Après deux ans de danse classique, plutôt académique et rigide, je cherchais un autre enseignement. Je rencontrais Muriel, intimidée car il s’agissait d’un cours privé. J’avais quatorze ans et ne me doutais pas de l’importance que cela aurait dans mon existence !
Le studio était un lieu très nouveau, beau, extraordinaire… dont il émanait une présence, une sérénité.
Je découvrais, à travers un enseignement exigeant, plein d’une rigueur bienveillante, des notions nouvelles : l’importance du placement correct du bassin, l’enracinement, les élongations de tous les muscles, la sensation du sol, la lenteur attentive pour ne pas forcer, la connaissance du corps. Le travail sur tapis, souvent imprégné de yoga, le travail debout à la barre et au milieu du studio, l’importance de la respiration, la conscience de l’espace tant extérieur qu’intérieur et les déplacements dans ces espaces…
Puis les enchaînements, l’expression dansante, la fluidité, le rythme. Nous étions accompagnées au tombak par Muriel (comme j’aimais ces sons ! !) qui nous guidait et observait, au plus près des qualités et des soucis de chaque élève afin de les encourager et les corriger.
Ces cours m’ont amenée à des modifications physiques et mentales. Tout cela sur des années de travail en profondeur qui ne permet pas un retour en arrière pour l’essentiel.
La danse de Muriel amène à une ouverture ; elle invite à la continuité du mouvement au-delà des limites corporelles, une projection, quelles que soient les capacités des uns et des autres ; il ne s’agit pas tant de performances, mais de ce qui est dit, exprimé…

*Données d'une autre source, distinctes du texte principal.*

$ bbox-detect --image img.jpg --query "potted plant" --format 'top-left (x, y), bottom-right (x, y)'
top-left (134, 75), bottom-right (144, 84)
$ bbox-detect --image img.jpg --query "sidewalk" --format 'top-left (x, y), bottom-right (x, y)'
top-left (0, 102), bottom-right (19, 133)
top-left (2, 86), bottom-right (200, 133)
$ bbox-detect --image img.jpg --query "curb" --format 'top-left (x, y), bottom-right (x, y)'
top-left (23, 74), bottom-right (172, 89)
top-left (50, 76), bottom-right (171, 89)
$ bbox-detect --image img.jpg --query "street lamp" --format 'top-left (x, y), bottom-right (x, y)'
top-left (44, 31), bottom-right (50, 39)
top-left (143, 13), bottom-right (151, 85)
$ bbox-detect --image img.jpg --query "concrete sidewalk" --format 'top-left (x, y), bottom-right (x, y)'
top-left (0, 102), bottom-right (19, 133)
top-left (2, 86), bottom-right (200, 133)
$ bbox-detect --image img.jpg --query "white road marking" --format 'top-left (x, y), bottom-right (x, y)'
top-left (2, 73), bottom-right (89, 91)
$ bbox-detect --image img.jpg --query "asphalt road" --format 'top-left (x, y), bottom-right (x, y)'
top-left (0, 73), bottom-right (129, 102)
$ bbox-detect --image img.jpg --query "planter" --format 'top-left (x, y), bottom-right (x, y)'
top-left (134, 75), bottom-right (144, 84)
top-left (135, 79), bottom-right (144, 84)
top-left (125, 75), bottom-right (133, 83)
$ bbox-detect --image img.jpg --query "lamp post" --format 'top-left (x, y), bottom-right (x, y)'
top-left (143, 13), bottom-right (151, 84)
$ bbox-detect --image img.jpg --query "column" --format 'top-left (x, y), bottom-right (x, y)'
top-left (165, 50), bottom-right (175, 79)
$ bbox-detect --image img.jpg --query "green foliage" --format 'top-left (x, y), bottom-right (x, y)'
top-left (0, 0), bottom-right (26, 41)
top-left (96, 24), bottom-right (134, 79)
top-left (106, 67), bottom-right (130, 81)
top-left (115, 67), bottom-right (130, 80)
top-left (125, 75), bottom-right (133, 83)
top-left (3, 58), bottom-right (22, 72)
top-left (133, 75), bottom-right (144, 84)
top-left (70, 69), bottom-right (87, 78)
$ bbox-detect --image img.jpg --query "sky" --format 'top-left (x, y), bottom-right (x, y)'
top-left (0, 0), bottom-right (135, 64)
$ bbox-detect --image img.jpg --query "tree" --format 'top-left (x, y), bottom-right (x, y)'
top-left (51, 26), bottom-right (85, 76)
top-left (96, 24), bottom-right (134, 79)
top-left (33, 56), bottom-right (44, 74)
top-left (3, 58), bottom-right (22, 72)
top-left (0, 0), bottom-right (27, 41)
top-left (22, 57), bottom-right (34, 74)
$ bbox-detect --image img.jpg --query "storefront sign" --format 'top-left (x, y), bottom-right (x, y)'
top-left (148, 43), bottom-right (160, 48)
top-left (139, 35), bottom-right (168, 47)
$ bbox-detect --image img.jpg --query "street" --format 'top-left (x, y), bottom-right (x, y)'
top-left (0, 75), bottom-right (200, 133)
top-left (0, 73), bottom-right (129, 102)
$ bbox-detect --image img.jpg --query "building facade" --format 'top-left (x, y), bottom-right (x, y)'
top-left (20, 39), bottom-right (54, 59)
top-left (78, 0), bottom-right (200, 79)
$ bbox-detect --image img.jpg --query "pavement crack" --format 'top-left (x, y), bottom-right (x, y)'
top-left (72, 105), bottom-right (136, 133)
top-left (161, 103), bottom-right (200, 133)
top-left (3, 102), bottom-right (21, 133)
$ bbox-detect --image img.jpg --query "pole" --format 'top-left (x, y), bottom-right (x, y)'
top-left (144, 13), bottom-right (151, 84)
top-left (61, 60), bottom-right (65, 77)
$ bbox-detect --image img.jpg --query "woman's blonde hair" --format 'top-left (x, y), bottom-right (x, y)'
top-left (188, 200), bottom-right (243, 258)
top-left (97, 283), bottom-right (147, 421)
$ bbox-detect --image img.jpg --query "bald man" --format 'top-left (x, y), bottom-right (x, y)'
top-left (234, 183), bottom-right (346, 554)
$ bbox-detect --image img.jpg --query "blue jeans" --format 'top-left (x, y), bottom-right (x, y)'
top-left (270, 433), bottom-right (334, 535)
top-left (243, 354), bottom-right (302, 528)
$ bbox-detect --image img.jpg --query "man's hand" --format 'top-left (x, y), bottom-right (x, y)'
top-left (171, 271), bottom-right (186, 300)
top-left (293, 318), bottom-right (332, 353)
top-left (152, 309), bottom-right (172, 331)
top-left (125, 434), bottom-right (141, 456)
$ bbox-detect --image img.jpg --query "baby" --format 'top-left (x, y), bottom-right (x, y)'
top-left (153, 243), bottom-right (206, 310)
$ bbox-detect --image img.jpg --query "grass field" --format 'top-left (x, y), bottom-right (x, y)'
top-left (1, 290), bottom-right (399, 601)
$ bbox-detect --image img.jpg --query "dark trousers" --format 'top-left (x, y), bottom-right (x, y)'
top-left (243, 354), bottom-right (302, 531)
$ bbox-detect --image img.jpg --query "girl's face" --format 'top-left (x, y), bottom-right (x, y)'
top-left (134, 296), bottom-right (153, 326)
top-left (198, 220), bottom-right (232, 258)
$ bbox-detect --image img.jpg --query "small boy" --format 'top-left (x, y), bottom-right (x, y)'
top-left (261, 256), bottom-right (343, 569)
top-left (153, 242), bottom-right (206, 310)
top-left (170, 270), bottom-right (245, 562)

Dans le même temps, et là aussi se présentaient bien d’autres ouvertures, nous découvrions des musiciens remarquables (la musique iranienne entre autres…). Les musiciens se déplaçaient pour certains cours ou bien aux concerts organisés dans le studio, des chanteuses, les stages de Kriya avec le Pandit Ravi Shankar, la méditation, la dimension spirituelle que tout cela impliquait si on le voulait, l’existence d’Ellie Foster et sa profonde connaissance du « centre solaire du corps », l’initiation avec d’autres élèves, à la danse classique javanaise : les cours que donnait encore Djemil Anik quoique bien âgée et aussi bien d’autres rencontres, fugitives parfois, mais remarquables.
Quelle chance j’ai eu. Mon parcours a été semé d’arrêts, de reprises, toujours avec la même joie.
Le choix de mon métier, kinésithérapeute, je l’ai fait en pensant à la possibilité d’appliquer les bases de ce travail, qui donnerait une approche originale à cette profession, exercée auprès d’enfants de tout âge et d’adolescents, dès que l’occasion s’en présentait (aussi parfois auprès de certains adultes et de proches) je « piochais » dans ce que j’ avais appris !
Les analogies et visualisations mentales dont se servait Muriel pour nous amener à la juste sensation et au mouvement ou déplacement juste, je les utilisais à mon tour.
Il y a quelques années, alors que j’avais repris les cours de nouveau, j’ai dû m’éloigner de Paris…ce fut un manque cruel…je cherchais désespérément un « équivalent » (on devient exigeant soi même quand on a suivi les cours de Muriel ! !) et ne trouvai rien.
Alors je fis un essai en gi gong et en taïchi… C’était finalement et je m’en aperçu rapidement, ce qui se rapprochait le plus de ce que j’avais connu. Là aussi s’est révélée la marque du travail accompli, qui m’a tant facilité l’apprentissage de ces arts martiaux dans ce qu’ils ont en commun avec l’enseignement de Muriel : l’assise du bassin, l’enracinement, lenteur et vitesse, ressenti de l’espace, l’harmonie des déplacements avec les autres élèves, chacun dans le même temps concentre sur son intériorité. Je continue bien sur jusqu’à présent…
Voilà, dit en très raccourci… un peu du temps passé au 5 villa Seurat.
Alors oui, j’ai tant de reconnaissance pour la providence qui m’y a conduite … et une immense gratitude pour mon très cher professeur, Muriel.